Après ce coup de tonnerre, il reste un nom pour achever une journée bien remplie. Ostrogoth, c’est le grand nom de la scène heavy métal belge des années 80 aux côtés, entre autres, de Killer ou Drakkar. Reformé depuis 2010, avec Mario comme seul rescapé des temps glorieux, le groupe écume pas mal de scènes. Il ravit les amateurs de ce son old school intemporel et a sorti un excellent Ep, Last Man Standing en 2015. Il compte trois nouveaux membres depuis l’année dernière. A la basse et aux guitares. Au micro,  Josey Hindrix  a brillamment pris le relais de ses aînés. Le groupe va prendre du temps à lancer les hostilités et il est déjà très tard quand celles-ci démarrent. Mais cela n’a pas effrayé les fans qui sont présents aux premiers rangs, prêts pour une fête heavy métal. L’intro plante le décor avec un côté épique annonçant la bataille. Puis, avec ‘Rock Fever’, le concert est idéalement lancé. Josey est parfait avec un timbre haut perché maitrisé et les jeunes recrues travaillent leurs excellents soli. Dans le même esprit, ‘Scream Out’ est très agréable à entendre. Le refrain est  excellent refrain et  la chanson puissamment interprétée,  sans forcer. Ce plongeon dans les années 80 est délicieux et rencontre un joli succès.
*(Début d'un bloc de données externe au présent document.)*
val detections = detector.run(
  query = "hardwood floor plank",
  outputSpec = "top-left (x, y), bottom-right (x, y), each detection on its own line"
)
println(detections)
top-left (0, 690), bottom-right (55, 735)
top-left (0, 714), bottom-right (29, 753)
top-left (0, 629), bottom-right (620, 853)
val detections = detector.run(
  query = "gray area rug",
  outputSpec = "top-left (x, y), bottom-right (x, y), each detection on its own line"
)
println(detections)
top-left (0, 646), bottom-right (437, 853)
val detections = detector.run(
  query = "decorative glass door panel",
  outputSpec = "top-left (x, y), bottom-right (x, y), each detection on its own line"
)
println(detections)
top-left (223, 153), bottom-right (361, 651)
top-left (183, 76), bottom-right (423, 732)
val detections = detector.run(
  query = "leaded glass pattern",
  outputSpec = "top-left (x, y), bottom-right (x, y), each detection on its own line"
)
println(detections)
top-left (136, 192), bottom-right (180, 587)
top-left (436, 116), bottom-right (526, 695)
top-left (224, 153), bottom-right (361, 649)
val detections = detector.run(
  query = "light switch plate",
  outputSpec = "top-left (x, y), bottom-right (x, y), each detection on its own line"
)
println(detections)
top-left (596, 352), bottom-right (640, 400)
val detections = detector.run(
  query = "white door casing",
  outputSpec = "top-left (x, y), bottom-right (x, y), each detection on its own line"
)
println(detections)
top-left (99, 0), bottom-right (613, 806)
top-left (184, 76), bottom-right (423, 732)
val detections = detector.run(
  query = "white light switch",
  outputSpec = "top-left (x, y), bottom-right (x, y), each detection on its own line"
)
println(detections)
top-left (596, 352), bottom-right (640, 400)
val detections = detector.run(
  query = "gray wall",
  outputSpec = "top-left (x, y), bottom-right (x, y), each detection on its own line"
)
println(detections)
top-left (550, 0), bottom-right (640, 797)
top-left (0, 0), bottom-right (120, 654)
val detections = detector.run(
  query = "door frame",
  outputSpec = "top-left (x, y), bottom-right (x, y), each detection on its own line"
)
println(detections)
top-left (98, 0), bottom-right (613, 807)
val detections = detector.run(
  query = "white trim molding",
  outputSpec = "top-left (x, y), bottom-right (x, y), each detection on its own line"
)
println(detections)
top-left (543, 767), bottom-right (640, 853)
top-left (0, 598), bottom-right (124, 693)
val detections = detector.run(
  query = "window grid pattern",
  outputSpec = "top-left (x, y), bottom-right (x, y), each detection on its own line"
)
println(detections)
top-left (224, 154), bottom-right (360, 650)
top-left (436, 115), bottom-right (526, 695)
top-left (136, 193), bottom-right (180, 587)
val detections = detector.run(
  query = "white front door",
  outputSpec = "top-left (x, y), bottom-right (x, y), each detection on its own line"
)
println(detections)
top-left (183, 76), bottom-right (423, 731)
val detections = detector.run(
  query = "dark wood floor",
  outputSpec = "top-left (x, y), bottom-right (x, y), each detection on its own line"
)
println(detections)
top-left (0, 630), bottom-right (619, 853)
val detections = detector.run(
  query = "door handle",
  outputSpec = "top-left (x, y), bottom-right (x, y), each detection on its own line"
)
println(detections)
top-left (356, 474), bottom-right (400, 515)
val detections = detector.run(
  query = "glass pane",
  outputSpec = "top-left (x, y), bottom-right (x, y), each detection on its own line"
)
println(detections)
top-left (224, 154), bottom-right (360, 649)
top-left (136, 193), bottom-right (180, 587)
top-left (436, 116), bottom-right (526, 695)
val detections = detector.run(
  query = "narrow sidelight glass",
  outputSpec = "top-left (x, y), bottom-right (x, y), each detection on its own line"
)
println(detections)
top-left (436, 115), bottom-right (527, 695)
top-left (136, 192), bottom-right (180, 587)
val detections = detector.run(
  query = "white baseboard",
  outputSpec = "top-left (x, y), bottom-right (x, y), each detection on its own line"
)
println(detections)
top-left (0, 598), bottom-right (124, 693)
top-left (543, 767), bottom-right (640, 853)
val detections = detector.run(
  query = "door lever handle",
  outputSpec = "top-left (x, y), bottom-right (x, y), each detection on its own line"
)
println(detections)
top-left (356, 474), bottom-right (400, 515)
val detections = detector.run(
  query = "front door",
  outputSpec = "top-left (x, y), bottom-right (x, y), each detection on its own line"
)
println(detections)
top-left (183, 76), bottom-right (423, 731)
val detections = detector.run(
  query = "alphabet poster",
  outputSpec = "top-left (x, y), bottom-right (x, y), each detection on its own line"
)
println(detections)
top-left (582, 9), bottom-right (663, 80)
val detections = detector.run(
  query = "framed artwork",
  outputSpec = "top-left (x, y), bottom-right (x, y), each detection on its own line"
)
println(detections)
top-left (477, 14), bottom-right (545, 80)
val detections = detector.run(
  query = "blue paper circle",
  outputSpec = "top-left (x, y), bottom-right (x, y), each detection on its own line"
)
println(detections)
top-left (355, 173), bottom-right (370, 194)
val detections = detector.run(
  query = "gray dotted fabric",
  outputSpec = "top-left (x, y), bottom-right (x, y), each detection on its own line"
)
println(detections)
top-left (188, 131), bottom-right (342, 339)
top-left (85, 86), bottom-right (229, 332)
La suite va être aussi savoureuse. ‘Shoot Back’ puis ‘Love In The Streets’ font leur effet : des refrains parfaits et des mélodies imparables. On pense à Dio, au Priest, à toute cette grande époque des années 70 et 80. Ostrogoth est en forme et ravit la salle,  avec classe. Ensuite, on apprécie un petit ton, proche de Motörhead avec, de nouveau, des soli parfaits  interprétés par les nouveaux, parfaitement intégrés. Avec ‘Stormbringer’ le groupe balance un autre super moment de heavy au refrain bien troussé. Puis, après un moment à la fois épique et enlevé, le groupe propose un instrumental divin, avec ‘Lord Of Thunder’. Teinté d’un charme 70’s, il est plein de feeling et voit Josey s’emparer d’une guitare acoustique pour un joli rendu. L’enchaînement est parfait avec ‘Do It Right’, cette power ballade possède ce même charme à l’ancienne, pas si loin d’un Uriah Heep, son  côté accrocheur et son chant posé. Puis, avec ‘Last Stribe Standing’ le heavy revient au premier plan, porté par un riff, digne de Black Sabbath. Ce titre récent fait un joli carton. Il propose une excellente fin avec Mario à la batterie avec  un résultat sombre et épique, remarquable de feeling. Avec ‘Clouds’, on retrouve un autre titre du dernier Ep. Porté par un refrain en or, il fait un sacré tabac avec une puissante heavy qui fait plaisir à savourer.

La dernière ligne droite s’engage et elle va être torride. Ostrogoth balance un classique avec ‘Samurai’, Le morceau agit avec une bonne force heavy et un excellent break instrumental. Ce  court solo de guitare nous permet d’admirer une technique parfaite. ‘Too Hot’ est tout aussi excellente ; courte et nerveuse, elle nous offre un autre bon moment de heavy classique. Le final sur ‘Paris By Night’ et ‘Full Moon’s  Eyes’ est tout aussi bon. Ces deux classiques achevant un concert remarquable : même force métallique,  soin de la mélodie qui fait mouche et des refrains parfaits. Ostrogoth a proposé un concert brillant, son nouveau line-up a assuré et il a fait plaisir aux amateurs de ce bon vieux son heavy métal. Il clôt une journée mémorable, à tous  points de vue, avec des prestations de haute volée.

Il nous reste à remercier l’organisation pour son accueil, son travail exceptionnel et, aussi, lui donner rendez-vous pour une nouvelle édition que l’on espère aussi réussie.